Beyond Vassar

Studying Masculinity

By Andrew Faught

Michael Kimmel ’72 is proud to be a feminist. He got a kick out of a recent Huffington Post article by actress and activist Marlo Thomas, in which she calls him a “male champion of the women’s movement” and says he is among the “guys who get it.”

But men have their own complicated issues, says Kimmel, a nationally recognized men’s studies researcher and sociologist.

A Distinguished Professor of Sociology at the State University of New York (SUNY) at Stony Brook, Kimmel has written and edited more than 20 books on gender and masculinity, and he is the founder and editor of the academic journal Men and Masculinities. He also is the author of Guyland: The Perilous World Where Boys Become Men, which calls attention to the prolonged stage of development that has emerged in males transitioning from adolescence to adulthood.

Last year, Kimmel received a John D. and Catherine T. MacArthur Foundation grant to launch the Center for the Study of Men and Masculinities at SUNY Stony Brook. It will be the first center of its kind in the country.

Why create a center to study men and masculinity?

“I decided to do this because, well, men have gender, too,” says Kimmel. “There’s an old proverb that says the fish are the last to discover the ocean.
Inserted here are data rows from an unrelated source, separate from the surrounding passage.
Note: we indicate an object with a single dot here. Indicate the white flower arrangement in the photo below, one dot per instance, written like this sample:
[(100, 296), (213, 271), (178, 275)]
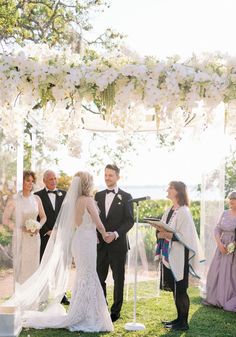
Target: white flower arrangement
[(32, 225), (231, 248)]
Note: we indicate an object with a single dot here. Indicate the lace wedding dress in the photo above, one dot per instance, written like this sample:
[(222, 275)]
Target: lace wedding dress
[(88, 310)]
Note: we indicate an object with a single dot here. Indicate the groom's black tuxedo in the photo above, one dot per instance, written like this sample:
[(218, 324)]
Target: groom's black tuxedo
[(119, 219), (50, 213)]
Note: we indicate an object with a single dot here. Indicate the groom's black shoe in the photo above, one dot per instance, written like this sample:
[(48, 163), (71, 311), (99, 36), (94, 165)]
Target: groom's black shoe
[(65, 300), (115, 317), (180, 327)]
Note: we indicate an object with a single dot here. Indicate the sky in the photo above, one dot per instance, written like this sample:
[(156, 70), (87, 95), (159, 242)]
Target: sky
[(165, 28)]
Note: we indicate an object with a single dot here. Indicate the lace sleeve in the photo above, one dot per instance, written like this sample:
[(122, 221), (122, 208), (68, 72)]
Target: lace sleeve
[(8, 214), (93, 211)]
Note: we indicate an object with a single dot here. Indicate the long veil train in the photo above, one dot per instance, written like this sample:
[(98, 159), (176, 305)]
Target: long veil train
[(48, 284)]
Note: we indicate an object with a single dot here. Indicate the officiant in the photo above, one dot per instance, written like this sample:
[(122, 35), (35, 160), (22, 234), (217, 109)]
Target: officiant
[(179, 253)]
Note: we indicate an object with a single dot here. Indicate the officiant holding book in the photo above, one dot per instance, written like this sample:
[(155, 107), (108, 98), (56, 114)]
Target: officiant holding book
[(178, 250)]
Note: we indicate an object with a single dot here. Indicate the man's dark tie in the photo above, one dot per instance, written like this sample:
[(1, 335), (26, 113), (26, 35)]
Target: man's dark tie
[(110, 191), (48, 191)]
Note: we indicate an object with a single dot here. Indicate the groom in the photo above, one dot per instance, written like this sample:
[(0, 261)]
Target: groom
[(116, 214)]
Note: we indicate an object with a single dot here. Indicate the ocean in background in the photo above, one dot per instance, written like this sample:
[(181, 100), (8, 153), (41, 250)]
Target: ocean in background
[(155, 192)]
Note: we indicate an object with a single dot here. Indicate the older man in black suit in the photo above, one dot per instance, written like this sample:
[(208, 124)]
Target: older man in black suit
[(116, 214), (52, 199)]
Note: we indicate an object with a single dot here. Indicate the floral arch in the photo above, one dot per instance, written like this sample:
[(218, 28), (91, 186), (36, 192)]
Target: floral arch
[(60, 90)]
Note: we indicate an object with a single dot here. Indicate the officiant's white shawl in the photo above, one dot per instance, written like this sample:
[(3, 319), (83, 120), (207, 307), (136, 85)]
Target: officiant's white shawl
[(185, 231)]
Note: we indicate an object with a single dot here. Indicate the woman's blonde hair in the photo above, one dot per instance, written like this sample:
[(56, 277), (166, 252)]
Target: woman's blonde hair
[(86, 182)]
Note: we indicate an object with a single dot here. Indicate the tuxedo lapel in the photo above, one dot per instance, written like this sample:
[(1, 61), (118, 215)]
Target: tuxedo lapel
[(102, 203), (114, 204)]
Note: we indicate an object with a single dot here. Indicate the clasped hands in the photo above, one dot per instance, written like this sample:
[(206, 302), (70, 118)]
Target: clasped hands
[(109, 237)]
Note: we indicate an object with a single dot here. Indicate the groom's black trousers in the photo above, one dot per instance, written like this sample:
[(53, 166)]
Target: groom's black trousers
[(115, 258)]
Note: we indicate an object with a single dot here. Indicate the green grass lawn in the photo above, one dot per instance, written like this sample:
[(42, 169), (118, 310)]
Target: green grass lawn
[(204, 321)]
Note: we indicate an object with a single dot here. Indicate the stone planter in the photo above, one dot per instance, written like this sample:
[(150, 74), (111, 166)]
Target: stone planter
[(10, 321)]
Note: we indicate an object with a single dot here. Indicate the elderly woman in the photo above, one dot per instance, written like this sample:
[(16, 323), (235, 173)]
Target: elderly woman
[(20, 215), (179, 252), (221, 278)]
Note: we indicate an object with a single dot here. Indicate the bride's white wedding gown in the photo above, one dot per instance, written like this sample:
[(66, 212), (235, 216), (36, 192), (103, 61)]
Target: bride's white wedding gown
[(88, 309)]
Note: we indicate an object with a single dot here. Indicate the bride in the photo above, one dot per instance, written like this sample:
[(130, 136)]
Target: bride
[(74, 235)]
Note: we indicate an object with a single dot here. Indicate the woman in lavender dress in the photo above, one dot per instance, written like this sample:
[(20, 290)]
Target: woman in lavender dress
[(221, 278)]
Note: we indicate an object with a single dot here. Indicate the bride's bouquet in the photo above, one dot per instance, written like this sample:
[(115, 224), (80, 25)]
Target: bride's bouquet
[(32, 225)]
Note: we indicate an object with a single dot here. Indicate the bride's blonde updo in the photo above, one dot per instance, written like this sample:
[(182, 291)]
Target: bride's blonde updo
[(86, 182)]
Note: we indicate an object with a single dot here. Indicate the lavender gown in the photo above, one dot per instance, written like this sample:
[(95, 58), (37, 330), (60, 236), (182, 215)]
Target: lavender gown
[(221, 278)]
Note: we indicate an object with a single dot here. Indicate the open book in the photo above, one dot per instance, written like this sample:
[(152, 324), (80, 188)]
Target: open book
[(158, 224)]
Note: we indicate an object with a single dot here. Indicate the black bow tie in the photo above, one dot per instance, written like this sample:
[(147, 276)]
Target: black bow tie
[(110, 191), (54, 192)]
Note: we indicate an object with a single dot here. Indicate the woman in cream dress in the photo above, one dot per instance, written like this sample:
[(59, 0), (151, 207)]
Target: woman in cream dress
[(23, 207)]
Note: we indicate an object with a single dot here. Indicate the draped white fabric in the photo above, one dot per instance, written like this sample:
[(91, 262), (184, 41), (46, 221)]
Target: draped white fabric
[(48, 284)]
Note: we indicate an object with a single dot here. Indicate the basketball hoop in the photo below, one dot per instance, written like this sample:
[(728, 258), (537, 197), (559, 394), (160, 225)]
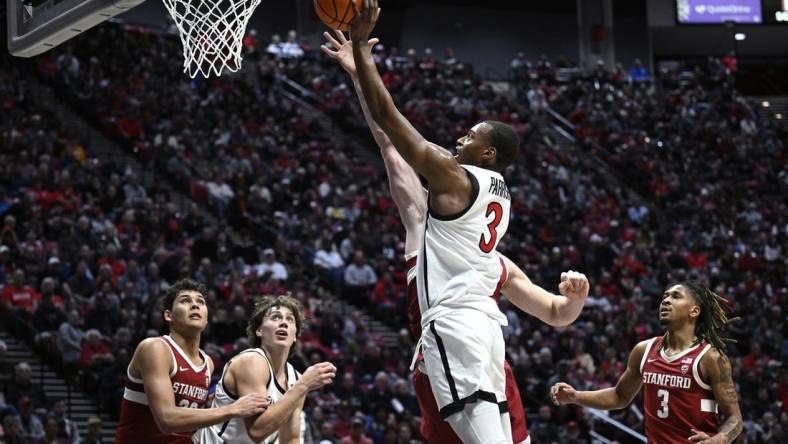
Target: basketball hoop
[(212, 33)]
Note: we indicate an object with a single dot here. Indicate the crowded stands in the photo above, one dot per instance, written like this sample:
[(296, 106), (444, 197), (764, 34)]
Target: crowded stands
[(277, 206)]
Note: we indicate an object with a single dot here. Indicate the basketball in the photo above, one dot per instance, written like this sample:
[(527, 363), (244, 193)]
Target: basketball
[(337, 14)]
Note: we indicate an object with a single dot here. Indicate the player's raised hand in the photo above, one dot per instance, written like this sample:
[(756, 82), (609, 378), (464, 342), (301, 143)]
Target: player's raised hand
[(704, 438), (250, 405), (562, 393), (341, 50), (318, 375), (364, 22), (573, 285)]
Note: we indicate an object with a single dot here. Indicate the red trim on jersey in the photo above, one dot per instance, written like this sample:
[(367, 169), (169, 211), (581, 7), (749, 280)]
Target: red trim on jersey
[(435, 430), (504, 275), (136, 386), (190, 389), (673, 401)]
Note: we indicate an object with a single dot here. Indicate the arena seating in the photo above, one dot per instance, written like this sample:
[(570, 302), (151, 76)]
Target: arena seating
[(712, 171)]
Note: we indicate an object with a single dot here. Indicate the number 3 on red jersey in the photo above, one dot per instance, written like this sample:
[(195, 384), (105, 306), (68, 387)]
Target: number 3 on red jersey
[(497, 209)]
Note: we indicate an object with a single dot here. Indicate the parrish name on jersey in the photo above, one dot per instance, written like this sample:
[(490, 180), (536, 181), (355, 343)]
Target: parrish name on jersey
[(498, 188)]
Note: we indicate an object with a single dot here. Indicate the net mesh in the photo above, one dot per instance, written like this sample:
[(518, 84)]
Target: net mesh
[(211, 32)]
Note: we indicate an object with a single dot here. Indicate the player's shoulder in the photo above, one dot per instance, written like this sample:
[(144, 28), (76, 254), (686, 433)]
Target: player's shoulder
[(153, 345), (716, 356), (640, 348)]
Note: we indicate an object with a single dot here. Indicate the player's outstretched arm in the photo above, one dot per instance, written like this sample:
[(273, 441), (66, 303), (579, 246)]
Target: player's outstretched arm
[(252, 378), (435, 163), (613, 398), (717, 367), (153, 360), (404, 184), (551, 309)]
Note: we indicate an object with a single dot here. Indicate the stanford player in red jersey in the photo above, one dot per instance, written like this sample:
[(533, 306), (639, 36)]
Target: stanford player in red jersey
[(168, 378), (686, 374), (407, 192)]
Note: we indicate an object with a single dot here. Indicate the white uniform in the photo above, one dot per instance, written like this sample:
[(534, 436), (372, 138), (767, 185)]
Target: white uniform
[(458, 269), (234, 431)]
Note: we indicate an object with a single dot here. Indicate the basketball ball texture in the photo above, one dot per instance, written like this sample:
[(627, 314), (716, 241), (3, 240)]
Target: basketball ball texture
[(337, 14)]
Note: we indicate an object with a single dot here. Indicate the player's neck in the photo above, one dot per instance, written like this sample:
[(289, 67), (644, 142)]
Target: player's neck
[(680, 339), (190, 344), (278, 362)]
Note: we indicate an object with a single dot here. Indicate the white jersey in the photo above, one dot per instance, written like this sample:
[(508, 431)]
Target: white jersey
[(234, 431), (458, 266)]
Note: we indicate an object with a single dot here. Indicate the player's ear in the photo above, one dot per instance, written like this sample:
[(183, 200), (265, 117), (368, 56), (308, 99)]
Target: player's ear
[(489, 155)]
White people don’t think about race very much, but people of color certainly do. Men don’t think about gender very much.”

Kimmel says one of his goals is to “make gender visible to men as well.”
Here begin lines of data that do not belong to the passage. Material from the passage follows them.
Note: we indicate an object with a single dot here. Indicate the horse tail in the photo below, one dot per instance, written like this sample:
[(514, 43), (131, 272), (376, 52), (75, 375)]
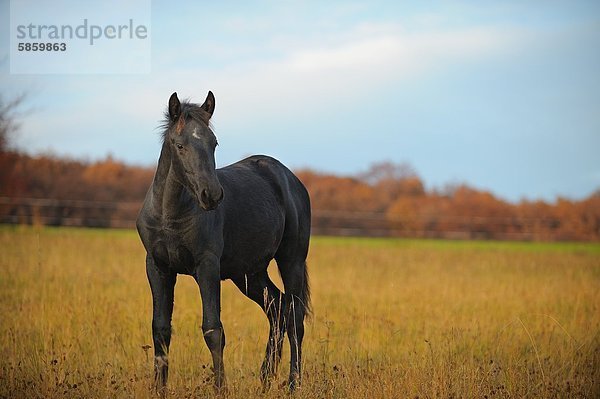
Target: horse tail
[(305, 293)]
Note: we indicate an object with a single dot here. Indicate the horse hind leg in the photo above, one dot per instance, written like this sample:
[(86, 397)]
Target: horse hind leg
[(297, 300), (261, 290)]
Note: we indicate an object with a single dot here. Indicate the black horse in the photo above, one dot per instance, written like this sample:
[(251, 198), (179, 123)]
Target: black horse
[(224, 224)]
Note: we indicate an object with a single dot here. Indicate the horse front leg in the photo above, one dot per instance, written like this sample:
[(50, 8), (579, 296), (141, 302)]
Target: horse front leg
[(162, 285), (208, 277)]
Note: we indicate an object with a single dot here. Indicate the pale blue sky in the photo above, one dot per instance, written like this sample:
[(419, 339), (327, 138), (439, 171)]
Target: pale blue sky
[(504, 96)]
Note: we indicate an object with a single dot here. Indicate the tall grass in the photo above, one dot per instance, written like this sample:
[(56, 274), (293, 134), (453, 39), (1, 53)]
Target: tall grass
[(392, 319)]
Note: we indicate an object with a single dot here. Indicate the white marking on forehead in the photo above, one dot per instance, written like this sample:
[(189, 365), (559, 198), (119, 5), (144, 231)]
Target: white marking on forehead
[(195, 133)]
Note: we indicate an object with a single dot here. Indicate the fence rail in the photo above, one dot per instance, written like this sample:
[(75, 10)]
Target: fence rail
[(65, 212)]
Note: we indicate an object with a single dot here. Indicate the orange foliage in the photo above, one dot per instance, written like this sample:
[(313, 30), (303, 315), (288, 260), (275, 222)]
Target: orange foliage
[(388, 199)]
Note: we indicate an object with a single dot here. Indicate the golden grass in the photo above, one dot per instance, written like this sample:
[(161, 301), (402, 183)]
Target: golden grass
[(392, 319)]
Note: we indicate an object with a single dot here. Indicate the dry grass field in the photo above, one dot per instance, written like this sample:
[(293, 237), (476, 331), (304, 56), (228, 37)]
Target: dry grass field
[(392, 319)]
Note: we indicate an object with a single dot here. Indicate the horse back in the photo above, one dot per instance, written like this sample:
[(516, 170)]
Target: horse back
[(264, 203)]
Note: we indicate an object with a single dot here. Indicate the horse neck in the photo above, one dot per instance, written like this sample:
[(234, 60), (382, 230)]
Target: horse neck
[(166, 190)]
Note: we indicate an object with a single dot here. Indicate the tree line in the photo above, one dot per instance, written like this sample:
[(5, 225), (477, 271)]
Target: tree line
[(387, 200)]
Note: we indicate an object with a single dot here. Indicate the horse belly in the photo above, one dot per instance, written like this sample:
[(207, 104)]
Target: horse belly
[(251, 246)]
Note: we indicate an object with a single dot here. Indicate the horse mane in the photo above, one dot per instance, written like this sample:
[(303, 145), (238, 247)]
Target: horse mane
[(189, 110)]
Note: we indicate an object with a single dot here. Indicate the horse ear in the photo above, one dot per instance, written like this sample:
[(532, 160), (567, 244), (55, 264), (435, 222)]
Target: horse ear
[(174, 107), (209, 104)]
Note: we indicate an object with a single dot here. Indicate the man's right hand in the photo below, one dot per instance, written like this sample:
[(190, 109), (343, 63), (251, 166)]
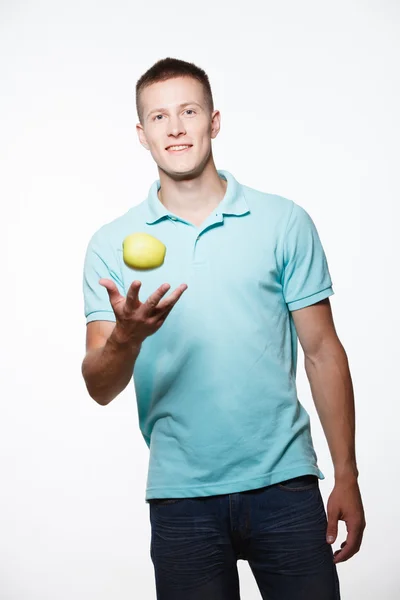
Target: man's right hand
[(135, 320)]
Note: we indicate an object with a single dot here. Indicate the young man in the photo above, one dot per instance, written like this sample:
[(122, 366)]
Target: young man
[(232, 472)]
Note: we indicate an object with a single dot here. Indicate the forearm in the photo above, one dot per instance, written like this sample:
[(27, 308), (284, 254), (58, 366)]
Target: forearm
[(332, 391), (108, 370)]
His vision was to bring together people who are developing projects to engage men all over the world around issues as diverse as HIV risk reduction, involved fatherhood, work-family balance, and violence against women.

The center will be a gathering place where scholars, practitioners, activists, and direct-service providers will interact, share ideas, conduct research, and hold policy conversations. It will host seminar series, global webinars, and lectures. In March 2015, the center will hold a global conference in New York City.
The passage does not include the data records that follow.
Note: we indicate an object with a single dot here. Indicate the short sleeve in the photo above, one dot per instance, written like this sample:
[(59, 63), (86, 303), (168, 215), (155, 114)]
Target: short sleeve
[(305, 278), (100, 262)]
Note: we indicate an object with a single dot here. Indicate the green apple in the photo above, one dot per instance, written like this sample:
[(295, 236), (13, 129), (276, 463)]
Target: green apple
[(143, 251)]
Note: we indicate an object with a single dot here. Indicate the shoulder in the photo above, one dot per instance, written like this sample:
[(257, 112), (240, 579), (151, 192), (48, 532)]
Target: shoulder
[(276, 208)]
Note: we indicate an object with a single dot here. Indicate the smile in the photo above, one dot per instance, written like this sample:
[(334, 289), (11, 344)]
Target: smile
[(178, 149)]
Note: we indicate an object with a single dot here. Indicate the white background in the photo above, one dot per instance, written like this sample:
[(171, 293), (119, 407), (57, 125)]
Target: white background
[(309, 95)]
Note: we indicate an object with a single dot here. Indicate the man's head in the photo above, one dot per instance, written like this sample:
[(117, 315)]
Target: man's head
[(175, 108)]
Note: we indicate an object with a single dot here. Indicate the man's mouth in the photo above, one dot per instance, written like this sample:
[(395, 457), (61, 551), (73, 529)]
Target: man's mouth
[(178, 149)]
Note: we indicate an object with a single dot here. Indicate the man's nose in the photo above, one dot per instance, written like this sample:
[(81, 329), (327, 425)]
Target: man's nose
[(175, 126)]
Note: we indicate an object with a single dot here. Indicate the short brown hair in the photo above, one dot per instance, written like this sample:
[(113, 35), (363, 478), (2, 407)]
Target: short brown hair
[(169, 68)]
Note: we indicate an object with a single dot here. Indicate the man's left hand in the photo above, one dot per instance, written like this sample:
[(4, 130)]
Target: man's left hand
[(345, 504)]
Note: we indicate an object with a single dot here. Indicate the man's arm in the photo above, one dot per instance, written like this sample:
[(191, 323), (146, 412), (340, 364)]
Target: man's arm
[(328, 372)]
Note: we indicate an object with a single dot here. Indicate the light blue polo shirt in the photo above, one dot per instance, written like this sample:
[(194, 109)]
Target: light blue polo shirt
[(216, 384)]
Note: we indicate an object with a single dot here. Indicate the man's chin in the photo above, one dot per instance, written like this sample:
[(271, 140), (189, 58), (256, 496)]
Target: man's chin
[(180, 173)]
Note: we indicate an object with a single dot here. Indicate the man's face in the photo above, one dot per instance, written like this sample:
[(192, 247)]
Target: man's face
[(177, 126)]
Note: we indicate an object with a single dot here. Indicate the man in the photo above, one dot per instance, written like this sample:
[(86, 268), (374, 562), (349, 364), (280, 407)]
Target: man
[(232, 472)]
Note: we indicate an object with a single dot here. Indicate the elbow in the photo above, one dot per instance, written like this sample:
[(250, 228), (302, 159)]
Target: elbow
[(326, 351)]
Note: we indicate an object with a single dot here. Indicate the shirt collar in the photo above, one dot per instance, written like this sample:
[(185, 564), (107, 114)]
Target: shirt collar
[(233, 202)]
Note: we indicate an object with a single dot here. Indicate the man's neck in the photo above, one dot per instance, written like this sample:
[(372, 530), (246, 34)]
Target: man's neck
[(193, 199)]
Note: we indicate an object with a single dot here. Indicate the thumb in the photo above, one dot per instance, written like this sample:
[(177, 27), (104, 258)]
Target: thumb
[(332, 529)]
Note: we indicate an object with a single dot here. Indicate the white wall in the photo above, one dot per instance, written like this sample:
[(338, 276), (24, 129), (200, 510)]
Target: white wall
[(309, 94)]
Kimmel says the center will also develop collaborative research projects across countries and continents on everything from interventions around domestic violence to understanding boys’ academic underachievement.

Moreover, the center will play an important role in a planned MA program in masculinity studies at Stony Brook. It will be the first college or university to grant such a degree, and it welcomes its first class of MA students in September 2017.